ジャンプが得意な昆虫の世界の音楽家
わたしたちは確かに食欲のおう盛な生き物です。この食欲のために,農家の人たちを怒らせることがあるので,作物を全滅させる害虫と農家の人たちからみなされています。それでも,わたしたちバッタには興味深い特徴が幾つかあります。ジャンプの仕方,空中の飛び方,登り方,“音楽”のかなで方などです。
例えば,わたしたちには目が五つあることをご存じでしたか。人間の中には遠近両用のめがねをかけなければならない人が少なくないようですが,わたしたちにはその代わり,近くを見るための小さな目が頭の前よりに三つあります。あと二つの目は大きく,頭の少し後ろよりについているので,四方の様子がよく見えるようになっています。このため,わたしたちはいつもあなたの一歩先を行くことができるのです。そういう性能を持つ目があるといいと思いませんか。

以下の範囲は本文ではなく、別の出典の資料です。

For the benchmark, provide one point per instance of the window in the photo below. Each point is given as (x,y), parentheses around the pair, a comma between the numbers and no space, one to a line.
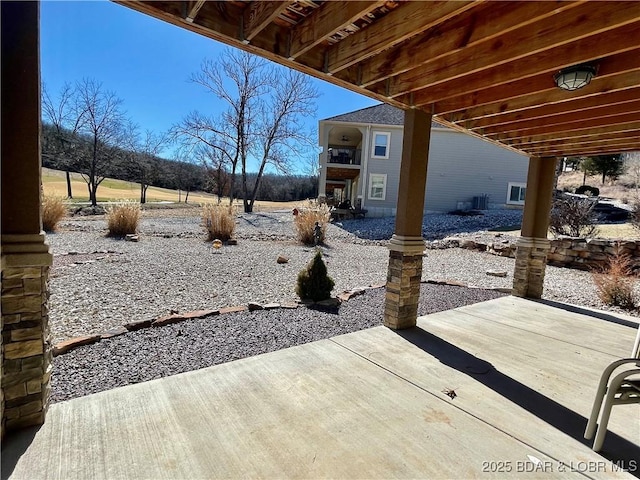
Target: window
(377,186)
(516,193)
(380,145)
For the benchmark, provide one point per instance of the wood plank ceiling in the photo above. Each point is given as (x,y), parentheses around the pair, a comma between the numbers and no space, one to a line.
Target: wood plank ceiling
(485,67)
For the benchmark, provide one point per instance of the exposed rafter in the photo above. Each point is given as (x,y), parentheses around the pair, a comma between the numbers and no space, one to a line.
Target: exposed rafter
(482,67)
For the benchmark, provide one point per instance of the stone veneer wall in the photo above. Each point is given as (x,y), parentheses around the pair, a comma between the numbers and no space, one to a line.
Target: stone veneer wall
(403,290)
(579,253)
(588,253)
(26,347)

ではジャンプの腕前はどれほどのものでしょうか。わたしたちは体長の10倍の距離をジャンプし,約90㌢先に着地できます。人間がこれをするとなれば,6階建てのビルの高さまでジャンプしなければならないでしょう。その秘けつは後肢の非常に強力な筋肉にあります。この筋肉からそのような妙技に必要な蹴る力が生まれるのです。
わたしたちはあなたが通っている道から飛びのいた後も,仲間ならだれもが持っている二組の羽を使って逃げるので,ますます捕まりにくくなります。硬い前翅は飛行機の翼と同じ働きをします。一方,薄い後翅は特別な推進力を出すために使います。このように,わたしたちはジャンプする技と飛ぶ技を駆使して,あなたが追いかけるのをあきらめるほど遠くまで飛んでゆけるのです。

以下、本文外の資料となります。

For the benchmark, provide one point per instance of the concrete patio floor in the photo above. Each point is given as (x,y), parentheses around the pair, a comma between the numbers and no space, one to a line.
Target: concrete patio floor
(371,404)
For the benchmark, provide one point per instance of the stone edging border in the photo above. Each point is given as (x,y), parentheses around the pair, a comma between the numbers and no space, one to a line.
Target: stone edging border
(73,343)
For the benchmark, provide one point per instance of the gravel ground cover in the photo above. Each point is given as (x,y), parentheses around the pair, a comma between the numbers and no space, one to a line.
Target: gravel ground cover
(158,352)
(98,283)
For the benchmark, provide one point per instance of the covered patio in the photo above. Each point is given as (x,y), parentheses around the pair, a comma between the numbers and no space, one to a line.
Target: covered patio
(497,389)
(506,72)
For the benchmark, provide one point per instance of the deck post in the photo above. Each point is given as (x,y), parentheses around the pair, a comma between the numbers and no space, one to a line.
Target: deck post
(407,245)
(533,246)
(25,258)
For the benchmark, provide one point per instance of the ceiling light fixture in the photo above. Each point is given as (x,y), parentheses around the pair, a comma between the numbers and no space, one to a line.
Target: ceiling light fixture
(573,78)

滑りやすい棒を登るのは難しいと思いますか。わたしたちはそう思いません。実際,わたしたちはつるつるした草の葉を滑らずに駆け登ることができます。創造者が設計してくださった6本の脚のおかげです。それぞれの脚の小さな付着盤には,ねばねばした液体を出す細かな毛が生えており,物にしっかりつかまることができるようになっています。加えて,それぞれの脚にはスパイクのような強いかぎが二つずつ付いていて,急斜面でも滑り落ちないようになっています。人間が登山用品を発明するずっと前から,わたしたちには登山の装備がありました。
雄は音楽家でもあります。雌のバッタは当然感動し,雄にはすばらしい才能があると考えます。わたしたちはいろいろな音を聞き分けてそれに反応することができます。わたしたちの耳は胸部の両側に付いています。雄は演奏したくなれば,バイオリン奏者が弦を弓でこするのと同じ要領で,盛り上がった翅脈を後肢の鋸歯状隆起で静かにこすります。気持ちの良い夏の日に草原に横になって,無数のバッタやコオロギのオーケストラに聞き入ると,本当に心が安らぎます。やはり夏の音楽はこれに限ります。